Già, ma un conto è non mettere le mani su viale Mazzini, un conto è non piegarsi alla lottizzazione, un altro conto è finire per mettere anche la Rai nel grande gioco della spending review. C’è chi ha parlato di salasso, chi di scure, chi ha messo il servizio pubblico radiotelevisivo sullo stesso livello di “banche e boiardi”. Il risultato è che fra i dirigenti e i giornalisti il tasso di nervosismo è salito alle stelle.
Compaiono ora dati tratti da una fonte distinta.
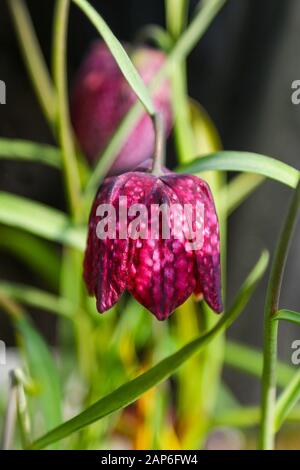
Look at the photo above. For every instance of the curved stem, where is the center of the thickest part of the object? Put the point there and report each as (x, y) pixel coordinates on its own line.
(266, 437)
(159, 156)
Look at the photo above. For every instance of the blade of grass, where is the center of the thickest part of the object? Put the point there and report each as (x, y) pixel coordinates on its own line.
(40, 362)
(182, 48)
(65, 135)
(130, 391)
(238, 190)
(36, 218)
(33, 58)
(38, 298)
(246, 162)
(250, 361)
(120, 55)
(247, 417)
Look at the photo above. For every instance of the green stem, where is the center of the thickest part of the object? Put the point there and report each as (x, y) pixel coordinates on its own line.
(10, 415)
(160, 145)
(65, 135)
(266, 436)
(181, 49)
(287, 400)
(22, 408)
(33, 58)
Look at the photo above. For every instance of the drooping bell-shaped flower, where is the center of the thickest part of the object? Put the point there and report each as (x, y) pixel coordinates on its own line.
(161, 270)
(101, 97)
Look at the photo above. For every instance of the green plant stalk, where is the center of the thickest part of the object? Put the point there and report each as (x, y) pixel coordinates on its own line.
(181, 49)
(10, 415)
(65, 135)
(268, 398)
(34, 59)
(287, 400)
(126, 66)
(176, 16)
(22, 408)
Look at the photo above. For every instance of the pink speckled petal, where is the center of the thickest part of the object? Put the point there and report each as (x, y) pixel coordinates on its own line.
(106, 261)
(191, 189)
(161, 271)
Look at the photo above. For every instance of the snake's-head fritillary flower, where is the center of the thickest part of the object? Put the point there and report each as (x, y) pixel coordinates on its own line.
(160, 271)
(101, 97)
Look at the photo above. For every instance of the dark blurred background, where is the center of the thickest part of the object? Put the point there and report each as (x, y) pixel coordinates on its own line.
(241, 72)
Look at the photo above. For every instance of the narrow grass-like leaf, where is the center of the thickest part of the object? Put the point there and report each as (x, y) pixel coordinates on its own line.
(246, 417)
(39, 360)
(36, 218)
(132, 390)
(246, 162)
(288, 315)
(287, 400)
(43, 370)
(250, 361)
(238, 189)
(25, 150)
(33, 58)
(181, 49)
(63, 121)
(38, 298)
(120, 55)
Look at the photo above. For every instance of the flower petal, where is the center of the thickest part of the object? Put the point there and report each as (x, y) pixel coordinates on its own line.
(161, 270)
(189, 190)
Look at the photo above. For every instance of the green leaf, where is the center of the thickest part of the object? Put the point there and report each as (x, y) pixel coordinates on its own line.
(182, 48)
(63, 122)
(120, 55)
(250, 361)
(238, 189)
(132, 390)
(25, 150)
(288, 315)
(33, 58)
(157, 34)
(287, 400)
(38, 298)
(39, 361)
(43, 371)
(40, 219)
(37, 254)
(246, 162)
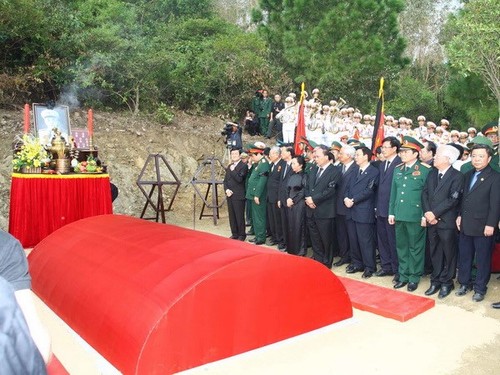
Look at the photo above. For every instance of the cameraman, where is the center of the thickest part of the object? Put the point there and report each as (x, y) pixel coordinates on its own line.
(234, 136)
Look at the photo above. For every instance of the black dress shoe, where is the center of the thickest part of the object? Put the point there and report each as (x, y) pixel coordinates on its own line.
(412, 287)
(478, 297)
(445, 291)
(353, 269)
(432, 290)
(341, 262)
(381, 273)
(367, 274)
(463, 290)
(400, 284)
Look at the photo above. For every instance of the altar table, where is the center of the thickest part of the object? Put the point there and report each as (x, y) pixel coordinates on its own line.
(43, 203)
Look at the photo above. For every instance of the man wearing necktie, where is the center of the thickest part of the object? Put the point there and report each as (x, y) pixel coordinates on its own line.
(321, 188)
(405, 211)
(349, 171)
(360, 201)
(234, 186)
(386, 235)
(477, 221)
(440, 199)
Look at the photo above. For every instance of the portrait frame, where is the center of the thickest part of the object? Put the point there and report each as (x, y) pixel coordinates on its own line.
(45, 118)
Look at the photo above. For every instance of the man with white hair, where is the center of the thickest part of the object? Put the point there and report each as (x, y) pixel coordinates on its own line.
(349, 171)
(440, 199)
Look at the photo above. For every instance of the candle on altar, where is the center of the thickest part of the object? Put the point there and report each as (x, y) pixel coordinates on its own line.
(90, 123)
(26, 118)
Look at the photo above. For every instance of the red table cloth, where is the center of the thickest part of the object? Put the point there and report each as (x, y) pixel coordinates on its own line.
(41, 204)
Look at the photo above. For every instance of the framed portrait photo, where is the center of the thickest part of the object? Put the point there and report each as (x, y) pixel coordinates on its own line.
(47, 119)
Ecco la frase incriminata, capace di creare scompiglio e rabbia: “La Rai” parole di Renzi “è chiamata a concorrere al risanamento con un contributo di 150 milioni di euro, viene autorizzata a vendere Raiway e a riorganizzare le sedi regionali. Non è nella disponibilità della Rai decidere se partecipare o no, perché i 150 milioni li mette, ma può decidere come”.

Ora che la Rai come tutte le aziende pubbliche, come tutti i ministeri, come gran parte della pubblica amministrazione, debba fare la sua parte in nome del risanamento dei conti pubblici e del rilancio dell’economia, non scandalizza nessuno. Anzi. Che poi top manager e direttori Rai debbano rinunciare – come tutti – a parte del proprio super stipendio, non deve creare scandalo. Anzi.
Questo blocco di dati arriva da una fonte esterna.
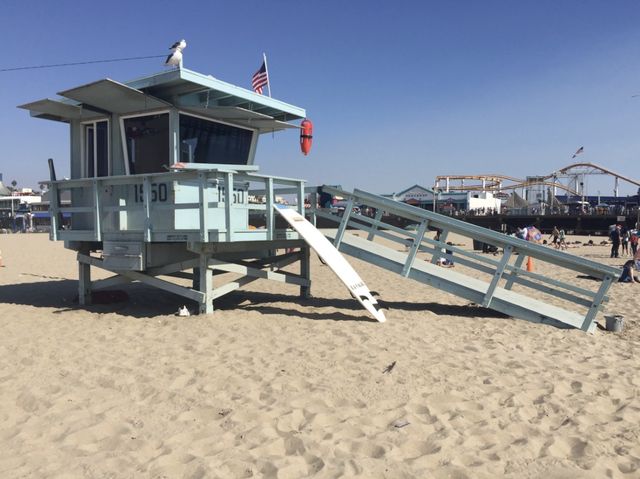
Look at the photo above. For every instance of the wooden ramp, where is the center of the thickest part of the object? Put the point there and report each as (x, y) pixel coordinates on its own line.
(482, 279)
(505, 301)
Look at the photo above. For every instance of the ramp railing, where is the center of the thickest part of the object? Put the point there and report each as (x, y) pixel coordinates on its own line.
(374, 214)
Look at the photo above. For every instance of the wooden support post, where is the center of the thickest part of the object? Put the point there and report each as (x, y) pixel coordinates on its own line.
(343, 224)
(269, 218)
(301, 198)
(413, 251)
(206, 285)
(84, 279)
(228, 203)
(497, 276)
(374, 226)
(203, 190)
(305, 271)
(96, 210)
(313, 200)
(146, 198)
(516, 269)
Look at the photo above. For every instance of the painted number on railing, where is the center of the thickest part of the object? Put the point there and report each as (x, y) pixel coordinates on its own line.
(238, 195)
(158, 192)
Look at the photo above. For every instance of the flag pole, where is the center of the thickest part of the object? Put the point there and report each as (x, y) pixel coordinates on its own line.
(266, 69)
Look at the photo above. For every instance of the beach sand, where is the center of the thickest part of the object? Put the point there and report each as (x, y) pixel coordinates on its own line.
(271, 385)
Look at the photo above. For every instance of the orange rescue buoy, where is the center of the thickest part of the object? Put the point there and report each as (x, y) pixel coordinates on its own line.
(306, 135)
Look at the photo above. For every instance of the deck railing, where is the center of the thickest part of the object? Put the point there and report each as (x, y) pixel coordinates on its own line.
(173, 206)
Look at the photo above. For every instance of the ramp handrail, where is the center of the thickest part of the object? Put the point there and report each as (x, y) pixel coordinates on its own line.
(503, 273)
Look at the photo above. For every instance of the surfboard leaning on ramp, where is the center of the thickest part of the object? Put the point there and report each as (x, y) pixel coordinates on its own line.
(332, 257)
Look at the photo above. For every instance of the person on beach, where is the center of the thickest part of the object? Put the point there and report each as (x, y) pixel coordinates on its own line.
(624, 242)
(636, 259)
(554, 236)
(446, 262)
(633, 241)
(614, 236)
(627, 273)
(562, 244)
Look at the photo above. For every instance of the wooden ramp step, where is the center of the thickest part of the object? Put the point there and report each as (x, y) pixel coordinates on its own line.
(459, 284)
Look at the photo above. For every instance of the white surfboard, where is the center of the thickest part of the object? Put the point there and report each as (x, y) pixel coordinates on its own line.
(333, 258)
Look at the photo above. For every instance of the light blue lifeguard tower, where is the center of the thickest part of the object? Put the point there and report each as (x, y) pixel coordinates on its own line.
(163, 185)
(134, 213)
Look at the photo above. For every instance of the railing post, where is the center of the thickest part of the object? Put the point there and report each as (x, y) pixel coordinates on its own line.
(53, 211)
(343, 224)
(517, 265)
(269, 218)
(146, 198)
(437, 254)
(203, 195)
(96, 211)
(228, 200)
(486, 301)
(413, 251)
(374, 226)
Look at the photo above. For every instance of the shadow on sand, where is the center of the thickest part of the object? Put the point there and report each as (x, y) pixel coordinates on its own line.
(141, 301)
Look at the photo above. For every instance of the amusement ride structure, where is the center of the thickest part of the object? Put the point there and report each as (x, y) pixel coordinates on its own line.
(571, 179)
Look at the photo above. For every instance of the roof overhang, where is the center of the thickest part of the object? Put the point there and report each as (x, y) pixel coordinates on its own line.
(112, 96)
(59, 110)
(188, 89)
(180, 88)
Che cosa c’è allora che non va nelle parole di Renzi? Quello che non è proprio piaciuto, è la sensazione che al momento manchi completamente da parte del governo una visione strategica sul futuro della Rai. Eh si, perché la Rai non è un’azienda come le altre. Dovrebbe – anche se oggi non lo è abbastanza – essere un presidio della democrazia, un pezzo importante del welfare, una pedina per lo sviluppo del mercato dell’audiovisivo. Ebbene Renzi la invita a tagliare qua e là senza dire a che tipo di servizio pubblico pensa il governo nell’epoca della rivoluzione digitale? La convinzione, insomma, che si traduce in paura, da parte di chi lavora in Rai, è che si lasci andare l’azienda alla deriva, che si finisca per metterla in una condizione di assoluta debolezza e incertezza, proprio quando si avvicina il maggio 2016, la data per il rinnovo della concessione. Ora, se finora Renzi avrebbe preferito non occuparsi della Rai, oggi credo che non possa più permetterselo.

Da sempre, c’è chi sostiene che è importante separare la “Rai operatore di rete” dalla “Rai fornitore di contenuti”. E’ così in Francia, è così in Gran Bretagna, in Finlandia, ed è la strada di gran parte dei broadcaster pubblici in Europa. Con l’affermarsi delle tecnologie digitali non è più indispensabile controllare direttamente la distribuzione del segnale audio e video.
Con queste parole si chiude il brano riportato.